Deux frères qui s’étaient perdus de vue se retrouvent dix ans plus tard, suite à la mort de leur père, et prennent la route de l’Italie pour y ramener ses cendres. Un long voyage de retour aux sources qui sera l’occasion pour eux de régler leurs comptes et de revenir sur les absences, les rancœurs, les frustrations et les mensonges qui ont déchiré leur famille. Alfred revisite le thème classique du road-movie dans un album intimiste aux accents du sud et au graphisme splendide, riche en surprises et en rencontres étonnantes.
France, 1958 : Fabio est au bout du rouleau : il vient de perdre son énième combat de boxe, il collectionne les dettes, les embrouilles et les amours sans lendemain et est sans cesse en train de fuir. Mais quand il rentre à son hôtel ce soir-là, il trouve son frère Giovanni, qu’il n’a pas vu depuis dix ans, en train de l’attendre pour lui annoncer la mort de leur père et lui demander de faire le voyage avec lui jusqu’en Italie pour y ramener ses cendres. Entre sa situation qui empire et la perspective de toucher l’héritage familial, le choix est vite fait et malgré son refus initial, il accepte à contrecœur de suivre son frère, sans savoir vraiment ce qui l’attend à destination. Les deux frères partent donc à bord de la petite Fiat 500 de leur père pour un long voyage à travers le sud de la France, entre engueulades, rencontres marquantes et conversations libératrices qui feront resurgir un passé douloureux. Sans compter les révélations de Giovanni, qui donneront un tour tout nouveau au périple et à la relation entre les deux frères.
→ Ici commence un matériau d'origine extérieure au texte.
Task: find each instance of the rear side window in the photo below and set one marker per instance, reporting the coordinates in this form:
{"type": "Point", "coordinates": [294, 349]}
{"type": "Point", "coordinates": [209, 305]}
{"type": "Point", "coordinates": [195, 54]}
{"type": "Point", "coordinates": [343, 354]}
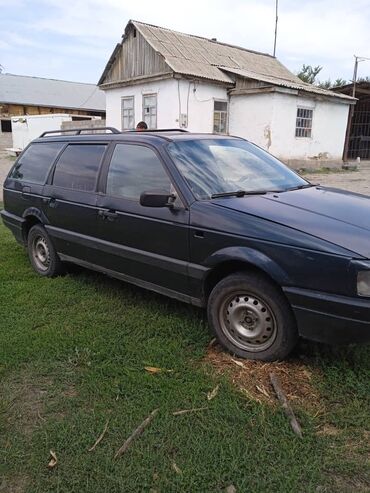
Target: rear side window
{"type": "Point", "coordinates": [34, 164]}
{"type": "Point", "coordinates": [133, 170]}
{"type": "Point", "coordinates": [78, 166]}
Come Prima déroule le thème très classique du voyage entre frères avec la typique mort du père, les cendres à ramener au pays, les souvenirs en commun, la copine dont ils sont tous les deux amoureux, et bien sûr les brouilles, le hasard des rencontres, les confessions et les regrets. Mais il le fait avec un sens du graphisme et un jeu de composition tels, que le récit ne tombe jamais dans le stéréotype flagrant et, au contraire, se trouve bonifié par la subtilité de la forme. Alternant entre deux époques – le présent d’un côté, les souvenirs de jeunesse de l’autre – représentées chacune par une ambiance graphique distincte – trait lumineux et épuré pour l’une et style croquis, au trait plus épais et un peu sérigraphie pour l’autre –, Alfred fait entrer le lecteur dans l’univers de ses personnages à petits pas. Il prend le temps de développer leur psychologie au fur et à mesure des paysages qui défilent, surtout celle de Fabio, le boxeur imprévisible et presque détestable, dont l’album suit les humeurs et remises en question. Résultat, on s’attache à eux. Et c’est petit à petit qu’on saisit des bribes de leur passé, à travers des images muettes abstraites qui véhiculent des sensations plus que des informations précises, mais qui reviennent à plusieurs reprises tout au long du récit, avec à chaque fois des détails supplémentaires qui permettent au lecteur de reconstruire, en même temps que les deux frères, le fil des souvenirs. Un voyage introspectif en somme, qui vient se superposer, de façon métaphorique, au voyage en Italie en tant que tel, et qui est l’occasion, pour Alfred, d’évoquer en filigrane ses origines italiennes à travers quelques références au contexte politique et social de l’Italie mussolinienne de l’époque – le Duce, les chemises noires, les mouvements populaires et de résistance – qui a profondément marqué son histoire familiale.
En bref, un récit dense, intimiste et subtil, au goût de nostalgie et de recherche du bonheur simple.